Refactor-Under-Tests Loop

A repeatable loop that turns "the agent restructured the module and swears it behaves the same" into "the same test suite that passed before passes after — at every single step." It ensures a green characterization net first, then makes one tiny structure-preserving change, runs the FULL suite, and keeps the step only if it stays green — reverting instantly if it goes red — until the target structure is reached. Behavior preservation isn't a promise; it's the green suite, proven again after every edit.

The whole design fights the thing that makes refactors silently dangerous: "it still compiles" and even "the agent reviewed it" are not evidence behavior was preserved. Only a test that pinned the old behavior and still passes is. So the suite is the contract, the contract is frozen, and a change that reddens it didn't happen — it gets reverted, not debugged.


1. The philosophy

  • Characterization tests FIRST — you cannot safely refactor untested code. A refactor's whole claim is "behavior unchanged," and you can only verify unchanged against a recorded baseline. If the target module is thin on tests, the agent writes characterization tests that pin its current observable outputs before touching a line — capturing what it does, not what it should do.
  • Pin behavior including its bugs. A characterization test asserts the actual current output, even if that output is wrong (off-by-one, weird rounding, a swallowed error). The point is to freeze the contract so a refactor can't silently alter it. Fixing the bug is a separate, labeled behavior change — never smuggled into a refactor.
  • Tiny steps, each independently green and revertible. Extract one function. Rename one symbol. Inline one variable. One step = one diff that's green on its own. A refactor that sits red for 20 minutes across five entangled edits can't be bisected when something breaks — you lose the one property that makes this safe.
  • REVERT, don't debug forward. A red step means git checkout and take a smaller step — never fix-forward inside a half-refactored state.

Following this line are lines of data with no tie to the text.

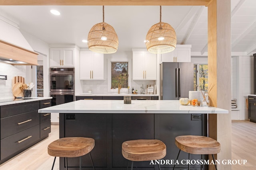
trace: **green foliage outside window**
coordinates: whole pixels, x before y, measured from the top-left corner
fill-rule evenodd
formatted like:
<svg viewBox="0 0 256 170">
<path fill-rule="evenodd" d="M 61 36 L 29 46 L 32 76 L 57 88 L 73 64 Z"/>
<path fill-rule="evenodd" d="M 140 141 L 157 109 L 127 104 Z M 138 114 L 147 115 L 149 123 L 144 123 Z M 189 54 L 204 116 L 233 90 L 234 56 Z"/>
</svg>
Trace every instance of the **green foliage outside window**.
<svg viewBox="0 0 256 170">
<path fill-rule="evenodd" d="M 204 90 L 206 93 L 208 91 L 208 65 L 198 64 L 198 71 L 197 69 L 197 65 L 194 64 L 194 90 L 199 90 L 196 89 L 196 85 L 197 84 L 198 78 L 198 85 L 202 90 Z M 198 72 L 198 74 L 197 72 Z M 198 78 L 197 77 L 198 75 Z"/>
<path fill-rule="evenodd" d="M 111 63 L 111 88 L 128 87 L 128 62 Z"/>
</svg>

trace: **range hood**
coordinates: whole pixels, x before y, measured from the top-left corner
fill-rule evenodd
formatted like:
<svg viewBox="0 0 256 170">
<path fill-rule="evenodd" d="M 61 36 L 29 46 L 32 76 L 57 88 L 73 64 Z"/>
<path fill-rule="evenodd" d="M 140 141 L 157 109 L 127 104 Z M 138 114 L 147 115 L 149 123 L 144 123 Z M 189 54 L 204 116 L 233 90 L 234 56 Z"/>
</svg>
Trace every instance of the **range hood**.
<svg viewBox="0 0 256 170">
<path fill-rule="evenodd" d="M 0 62 L 13 65 L 38 65 L 37 55 L 18 24 L 0 15 Z"/>
</svg>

Debugging forward from red means you're now changing behavior to chase green, which is the exact failure this loop exists to prevent.
  • Behavior preservation is THE invariant — the passing suite IS the proof. Not the agent's reasoning, not the type-checker, not "looks equivalent to me." The same suite, green before and green after each step, is the only artifact that proves behavior didn't change.
  • If you need to edit a test to make it pass, STOP. Changing a characterization test is changing the behavior contract — that's a behavior change wearing a refactor's clothes. Back it out and do it as a separate, explicitly-labeled change with its own commit.
  • Never mix a refactor commit with a behavior commit. A commit is either "restructured, 0 behavior delta, suite green" or "changed behavior, tests updated to match." One or the other, attributable, so a reviewer (or a bisect) can trust the label.
  • Stop at the structural goal — don't gold-plate. The target is "this module now has the intended shape," not "infinitely cleaner." Once the structure is reached with the suite green throughout, stop. Endless polishing is busywork that only adds risk.

2. The loop (one step)

┌──────────────────────────────────────────────────────────────────────┐
│  PRE-FLIGHT (once):  coverage(target) ≥ floor?                        │
│     no  → agent WRITES characterization tests pinning CURRENT output  │
│           → run them → MUST be green (they describe what IS)          │
│     yes → suite already green on the target → proceed                 │
│  ── the net is green and FROZEN; do not edit it again ──             │
│                                                                       │
│  PER STEP (repeat):                                                    │
│   1. SNAPSHOT   git stash-free clean tree; note HEAD                  │
│   2. ONE CHANGE one structure-preserving edit (extract / rename /     │
│                 decompose / modernize) — agent touches NO test        │
│   3. GATE       run the FULL suite (not just the target's tests)      │
│   4a. GREEN  →  assert tests/ unchanged in the diff → commit the step │
│   4b. RED    →  `git checkout -- .`  → take a SMALLER step (go to 2)  │
└─────────────────────────────────────────────┬────────────────────────┘
                                              │
        target structure reached AND green throughout? ── no ──► next step
                          │ yes
                          ▼
                  STOP — don't gold-plate

The non-negotiable shape: the suite is green entering step N and green leaving step N. There is no point in the loop where red is acceptable — red is always "revert and shrink," never "press on and fix."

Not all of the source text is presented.